Ancak Raz, saldırı kararının “Filistin gerçekliğinden kaynaklanarak kendi çıkarları doğrultusunda Hamas tarafından” alındığını söylüyor ve şöyle devam ediyor:
“Hamas, İran yardımı kullandı mı? Kesinlikle evet. İran’ın bu saldırıda bir çıkarı var mı? Evet. Hamas’ın operasyon için İran’ın iznine ihtiyacı var mı? Hayır.”
Eski Mossad yetkilisi Haim Tomer, Hamas’ın elit birimlerini birkaç yıldır geliştirdiğini, ancak bu birimlerin “yine de eski seviyelerinin üzerinde performans sergilediğini” belirtiyor.
İsrailli yetkililer bundan sonra ne olacağını ve İran’dan daha açık bir müdahalenin olup olmayacağını anlamak için kuzey ve güney sınırlarını izliyor.
İran’ın Lübnanlı müttefiki Hizbullah, İsrail işgali altındaki Golan Tepeleri’ne şimdiden iki küçük çaplı saldırı gerçekleştirdi.
İsrail ordusu, Lübnan içindeki hedefleri vurmak için helikopter kullandığını açıkladı.
Raz, “Hamas operasyonu, Orta Doğu’da gerçekliği değiştiren bir olay ve İran’ı destek ve koordinasyon katkısından uzaklaşıp daha doğrudan müdahale etmeye zorlayabilir, özellikle de İsrail’in tepkisinin Hamas’a ciddi bir meydan okuma oluşturması durumunda” ifadelerini kullandı.

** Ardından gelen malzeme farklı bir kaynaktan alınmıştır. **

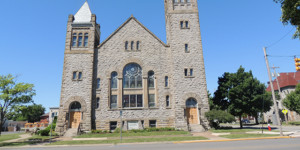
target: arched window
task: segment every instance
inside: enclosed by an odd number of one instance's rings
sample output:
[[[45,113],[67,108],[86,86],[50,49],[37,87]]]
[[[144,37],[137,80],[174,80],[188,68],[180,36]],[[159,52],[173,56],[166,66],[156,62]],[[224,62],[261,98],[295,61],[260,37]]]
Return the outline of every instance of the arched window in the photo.
[[[128,41],[125,42],[125,50],[128,50]]]
[[[142,68],[140,65],[131,63],[123,70],[123,88],[142,88]]]
[[[72,47],[76,47],[76,46],[77,46],[77,33],[74,33],[72,38]]]
[[[186,101],[186,107],[187,108],[195,108],[195,107],[197,107],[197,101],[194,98],[189,98]]]
[[[170,107],[170,96],[169,95],[166,96],[166,106]]]
[[[88,46],[88,42],[89,42],[89,34],[85,33],[84,34],[84,47]]]
[[[82,46],[82,33],[78,34],[78,47]]]
[[[117,72],[111,73],[110,80],[111,80],[111,88],[112,89],[118,88],[118,73]]]
[[[70,111],[80,111],[81,110],[81,104],[79,102],[73,102],[70,105]]]
[[[140,41],[137,41],[137,42],[136,42],[136,50],[137,50],[137,51],[140,50]]]
[[[148,72],[148,87],[154,88],[154,72],[153,71]]]
[[[133,41],[131,41],[130,47],[131,47],[131,50],[133,50],[133,47],[134,47],[134,42]]]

BBC Farsça’dan Kayvan Hosseini: İran’ın İsrail ile çatışması pek mümkün görünmüyor
BBC Farşça ekibinden Kayvan Hosseini durumu şu şekilde değerlendiriyor:
İran devletinin propaganda makinesi, hiç durmadan kurtarılmış bir Kudüs tasvir etti.
İran’ın dini lideri Ayetullah Ali Hamaney’in 2015’te yaptığı, “İsrail 25 yıl içinde artık var olmayacak” şeklindeki cüretkar açıklaması, İran’ın dört bir yanındaki şehir duvarlarına ve pankartlara yazılı.
Tahran’ın Filistin meydanında, Hamaney’in tahminlerine dayanarak İsrail’in kehanet edilen çöküşüne yol açan sembolik geri sayım bunun kanıtı.
Bu kadar agresif bir resmi görüşe rağmen, uzun süredir devam eden inanç bunların boş tehditler olduğu yönündeydi.
Coğrafi tampon bölge, İsrail’in askeri gücüne ilişkin algılar ve ABD’nin İsrail’e sarsılmaz desteği gibi faktörler, tam kapsamlı bir çatışmanın hep mantıksız görünmesine neden oldu.
Çatışmanın yoğunlaşması durumunda İran hükümetinin iç zorlukları görmezden gelip çok tehlikeli bir mücadeleye dahil olması zor olacaktır.
Geçtiğimiz yıl, İran rejimine onlarca yılın muhtemelen en büyük varoluşsal tehdidini oluşturan devrimci bir coşkuya tanık olduk.
Bu, rejimin meşruiyetinin kırılgan doğasının ve teokratik modeliyle ilgili derin, yaygın hayalkırıklığının altını çizdi.
Böyle bir gerçeklik, rejimin Filistinli müttefiklerini destekleme olanağını da sınırlayabilir.